Yusuf Bilge Tunç’dan haber alınamıyor
2019 yılı Şubat ayı içerisinde Salim Zeybek, Gökhan Türkmen, Erkan Irmak, Yasin Ugan, Özgür Kaya ve Mustafa Yılmaz’ın kaçırıldığının hatırlatıldığı raporda, şu ifadeler yer aldı: “Mağdurların aileleri tarafından yapılan suç duyurularında etkili bir araştırmanın yapılmadı. Derneğimiz aracılığıyla (Erkan Irmak ailesi hariç) aileler Mart 2019’da BM Zorla ve İrade Dışı Kaybetmeler Çalışma Grubu’na şikayetlerini iletmişlerdir. BM’ye verilen Hükümet cevaplarından sonra 28 Temmuz 2019 tarihinde ailelere Salim Zeybek, Erkan Irmak, Yasin Ugan ve Özgür Kaya’nın rutin GBT kontrollerinde gözaltına alındığı haberi verilmiş, ancak tutuldukları Terörle Mücadele Şubesi’nde ailelerin avukatlarına görüşme izni verilmemiştir. Mağdurların 12 gün boyunca avukatlarıyla görüşmeleri engellenmiş, özel avukatları dahi emniyete girememiş, sadece eşleriyle görüştürülmüşlerdir. 6 Ağustos 2019 tarihinde zorla kaybedildiği ileri sürülen Yusuf Bilge Tunç ile ilgili ise halen bir haber veya bilgi yoktur.”

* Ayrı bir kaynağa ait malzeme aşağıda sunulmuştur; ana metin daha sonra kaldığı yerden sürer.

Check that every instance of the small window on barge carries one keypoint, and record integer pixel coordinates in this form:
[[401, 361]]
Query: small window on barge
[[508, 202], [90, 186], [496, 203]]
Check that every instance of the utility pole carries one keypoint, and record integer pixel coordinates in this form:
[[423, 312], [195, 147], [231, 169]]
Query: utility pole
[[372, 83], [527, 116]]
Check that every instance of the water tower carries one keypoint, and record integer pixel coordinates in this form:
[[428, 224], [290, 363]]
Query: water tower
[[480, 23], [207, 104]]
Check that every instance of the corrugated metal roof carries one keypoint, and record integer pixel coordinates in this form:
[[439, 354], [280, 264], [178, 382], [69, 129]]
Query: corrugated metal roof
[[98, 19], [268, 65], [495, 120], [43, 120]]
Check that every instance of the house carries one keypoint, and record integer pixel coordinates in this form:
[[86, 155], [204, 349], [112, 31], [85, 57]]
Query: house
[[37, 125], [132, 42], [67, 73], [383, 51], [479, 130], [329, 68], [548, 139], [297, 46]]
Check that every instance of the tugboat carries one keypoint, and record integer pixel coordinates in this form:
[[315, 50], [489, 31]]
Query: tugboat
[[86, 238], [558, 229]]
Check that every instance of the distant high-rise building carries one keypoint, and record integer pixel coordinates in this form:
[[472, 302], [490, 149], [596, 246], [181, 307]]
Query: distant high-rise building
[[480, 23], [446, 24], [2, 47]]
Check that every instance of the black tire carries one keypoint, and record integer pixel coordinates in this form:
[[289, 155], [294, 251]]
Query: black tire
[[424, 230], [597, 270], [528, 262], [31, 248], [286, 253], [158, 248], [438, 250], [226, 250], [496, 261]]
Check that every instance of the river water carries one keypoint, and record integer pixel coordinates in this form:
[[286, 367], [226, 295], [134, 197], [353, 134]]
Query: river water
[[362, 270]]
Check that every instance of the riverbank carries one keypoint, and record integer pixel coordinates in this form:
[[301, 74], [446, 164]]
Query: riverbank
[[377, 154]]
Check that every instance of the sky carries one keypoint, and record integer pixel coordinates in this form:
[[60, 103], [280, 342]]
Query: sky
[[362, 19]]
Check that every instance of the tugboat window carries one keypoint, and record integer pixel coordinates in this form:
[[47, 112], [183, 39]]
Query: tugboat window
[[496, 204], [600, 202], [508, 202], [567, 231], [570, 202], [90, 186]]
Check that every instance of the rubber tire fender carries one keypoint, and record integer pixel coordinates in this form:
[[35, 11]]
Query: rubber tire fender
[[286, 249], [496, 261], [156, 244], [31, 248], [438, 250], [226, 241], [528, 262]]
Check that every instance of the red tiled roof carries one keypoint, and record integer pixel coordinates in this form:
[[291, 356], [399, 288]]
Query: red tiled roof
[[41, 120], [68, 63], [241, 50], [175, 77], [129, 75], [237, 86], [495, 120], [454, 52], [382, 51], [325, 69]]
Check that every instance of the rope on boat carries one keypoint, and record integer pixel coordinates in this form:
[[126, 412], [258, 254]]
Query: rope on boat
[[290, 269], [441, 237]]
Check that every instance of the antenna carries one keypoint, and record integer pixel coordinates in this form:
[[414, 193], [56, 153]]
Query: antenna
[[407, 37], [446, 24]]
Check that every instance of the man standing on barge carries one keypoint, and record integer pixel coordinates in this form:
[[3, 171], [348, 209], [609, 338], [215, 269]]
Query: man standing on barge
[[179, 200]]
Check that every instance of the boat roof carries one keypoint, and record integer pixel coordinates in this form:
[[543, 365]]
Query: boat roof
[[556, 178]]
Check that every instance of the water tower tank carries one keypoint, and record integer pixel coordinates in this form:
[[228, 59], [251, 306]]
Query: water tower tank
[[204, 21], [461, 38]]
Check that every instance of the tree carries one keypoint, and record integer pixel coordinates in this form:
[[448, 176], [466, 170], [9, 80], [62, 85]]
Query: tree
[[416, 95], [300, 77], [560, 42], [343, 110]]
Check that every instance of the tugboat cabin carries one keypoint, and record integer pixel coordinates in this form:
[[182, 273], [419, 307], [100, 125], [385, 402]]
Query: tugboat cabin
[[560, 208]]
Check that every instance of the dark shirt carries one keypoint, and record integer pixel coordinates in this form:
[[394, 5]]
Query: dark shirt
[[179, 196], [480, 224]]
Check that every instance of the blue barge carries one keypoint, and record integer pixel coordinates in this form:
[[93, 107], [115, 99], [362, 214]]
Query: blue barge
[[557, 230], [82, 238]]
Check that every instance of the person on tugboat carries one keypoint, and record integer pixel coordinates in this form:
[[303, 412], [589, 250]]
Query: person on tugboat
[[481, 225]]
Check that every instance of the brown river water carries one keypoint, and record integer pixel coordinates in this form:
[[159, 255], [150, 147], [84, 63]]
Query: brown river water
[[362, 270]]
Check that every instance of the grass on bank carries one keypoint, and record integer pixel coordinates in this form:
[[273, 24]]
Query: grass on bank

Başvuruların İçişleri Bakanlığı’na ve Meclis İnsan Haklarını İnceleme Komisyonu’na gönderildiği halde etkili bir soruşturmanın yapılmadığının ifade edildiği raporda, “Komisyonda hâlâ kolluğu denetlemekle ilgili bir alt komisyon oluşturulmamıştır. İçişleri Bakanlığı bünyesinde kurulan Kolluk Gözetim Komisyonu ise 7 Ağustos 2019’da yürürlüğe giren Yönetmelik ile faaliyetlerine başlamıştır, ancak halen hangi çalışmaları yaptığında dair bir rapor yayınlanmış değildir” diye belirtirdi.
Şikayetler soruşturulmalı
Raporun sonuç ve öneriler kısmında ise şu ifadelere yer verildi:
“* Cumhuriyet savcıları, TCK’de tanımlı tehdit, hakaret, işkence, kişiyi hürriyetinden yoksun bırakma, görevi kötüye kullanma gibi birden fazla suç teşkil eden kaçırma ve ajanlaştırma faaliyetlerine sessiz kalmamalı, şikayetleri etkili bir biçimde soruşturmalı ve failler tespit edilerek devlet korumasından çıkarılarak yargılanmalıdır.
* TBMM İnsan Haklarını İnceleme Komisyonu kolluğun denetlenmesine yönelik olarak bir alt komisyon kurmalı ve başvuruları değerlendirmelidir.
* Kolluk Gözetim Komisyonu, çalışmaya başladığında bu raporda belirttiğimiz ihlallerle ilgili etkili faaliyetler yürütmelidir.
* TBMM Güvenlik ve İstihbarat Komisyonu alt komisyon kurarak istihbarat örgütlerinin yasa dışı faaliyetleri konusunda araştırma yapmalıdır.”